When the user gives a dose that differs from the computer recommended dose, the outcome is different depending on the INR result at the time of the test. When the INR is above the target value of 2.5, the difference between the INR achieved using the computer dose and the user's modified dose is small. There is a tendency for the user to overdose patients when the INR is above 3, but the resulting INR is not significantly higher than that attained when the computer recommended dose is given (figure 3A).

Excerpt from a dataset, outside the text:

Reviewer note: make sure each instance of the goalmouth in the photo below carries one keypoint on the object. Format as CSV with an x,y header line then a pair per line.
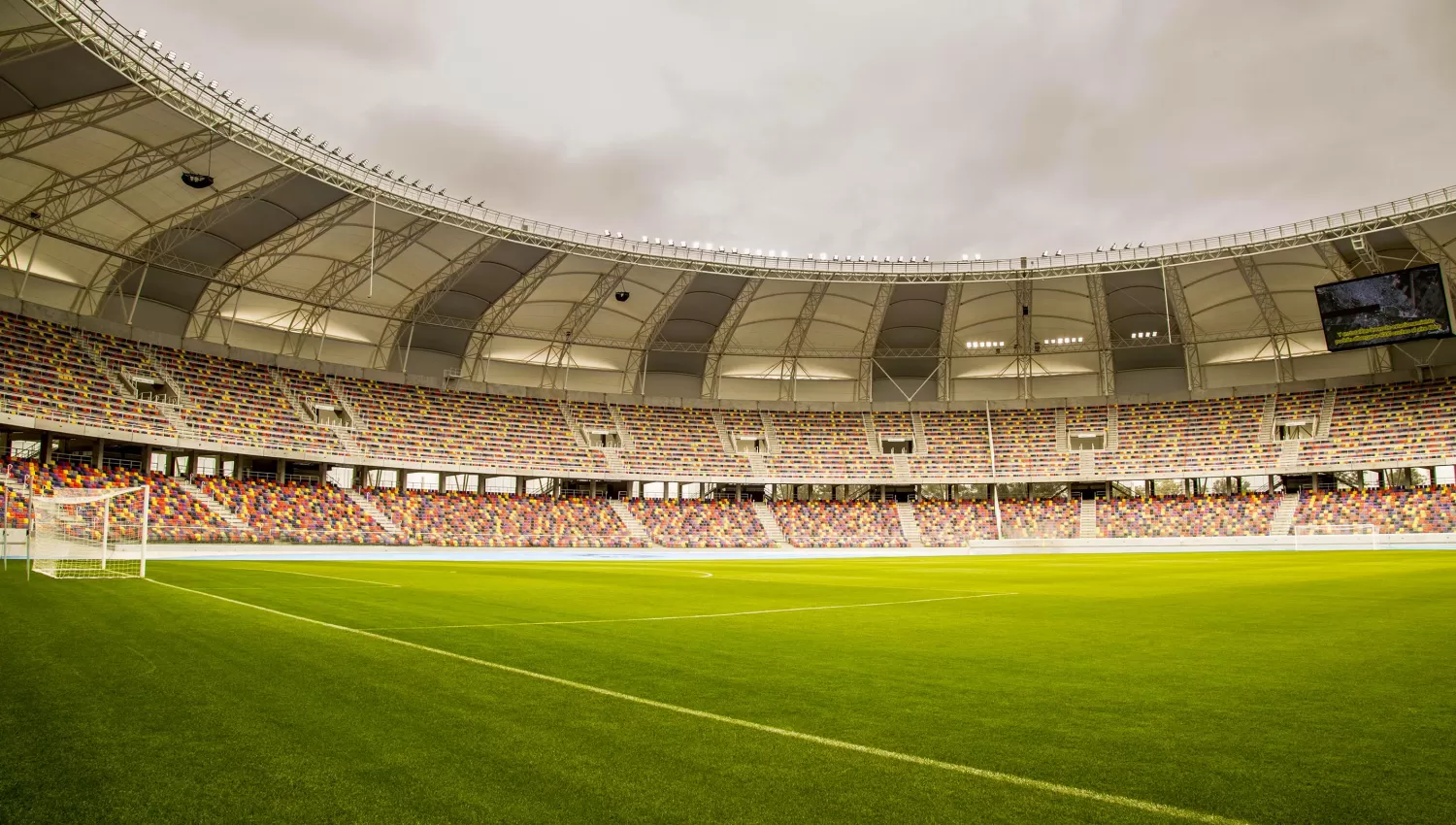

However, when the INR is below the target value, the resulting INR is significantly lower when the user's modified dose is administered rather than the computer recommended dose. The difference becomes more marked the lower the INR value of the original test, and the difference is larger for patients managed by doctors (figure 3B) than those managed by pharmacists (figure 3C). These results suggest that the dose modifications made by the user will tend to underdose patients when the INR is low.

Adverse events

Details of adverse events are recorded in the computer system. Patients are asked about episodes of bleeding, missed medication, new medication and hospital admissions each time an INR result is entered. These questions must be answered before the computer will generate a dose recommendation (table 3), but the user can easily ignore these questions as the default answers are no. Our results show that the pharmacists reported bleeding and hospital admissions significantly (p<0.01) more frequently than the doctors. This probably reflects that the pharmacists adhered more closely to their management protocol where it is a requirement for them to record these data, whereas the doctors can choose to record this information at their discretion.

Table 3

Percentage of tests where the patient reported an adverse event since the last test

Patient demographics, testing frequency and compliance

The two groups of patients had similar demographics with a similar median age, gender ratio and diagnostic groups (table 4). The interval between tests was similar; however, compliance with the specified testing date was better in patients managed by the pharmacists than in those managed by the doctors (table 5). This again probably reflects closer adherence to a rigorous protocol where the pharmacists contact non-attenders as part of their management process.

Table 4

Patient demographics and test interval: median age, proportion of male patients, clinical indication for warfarin and mean and median time between INR tests in days for patients managed by doctors and pharmacists

Table 5

Compliance: percentage of patients who had INR testing on the specified test date or within a specific time frame for patients managed by doctors and pharmacists

Discussion

Our audit demonstrates that clinicians can achieve a high level of anticoagulant control with TTR of 73% using our decision support software. This type of software is widely used for the management of oral anticoagulants, and other studies have shown that computer systems can improve control.5 However, no previous studies have looked in detail at how the clinicians use the software and to what extent they over-ride the decision support software recommendations. Our audit offers a unique opportunity to examine this in two discrete groups of clinicians to see if there are differences in practice and to see if this has any impact on anticoagulant control. In our audit, approximately one-third of patients are managed by doctors with experience of warfarin management and two-thirds are managed by pharmacists with no previous experience who attended a 1-day training course before taking on anticoagulant supervision. Unexpectedly, the pharmacists achieved significantly better anticoagulant control than the doctors with a TTR of 75.1% and 67.4%, respectively. There are obviously several confounding factors that influence anticoagulant control, but this finding led to further evaluation to see if the practice of the clinicians could at least in part explain the difference in control.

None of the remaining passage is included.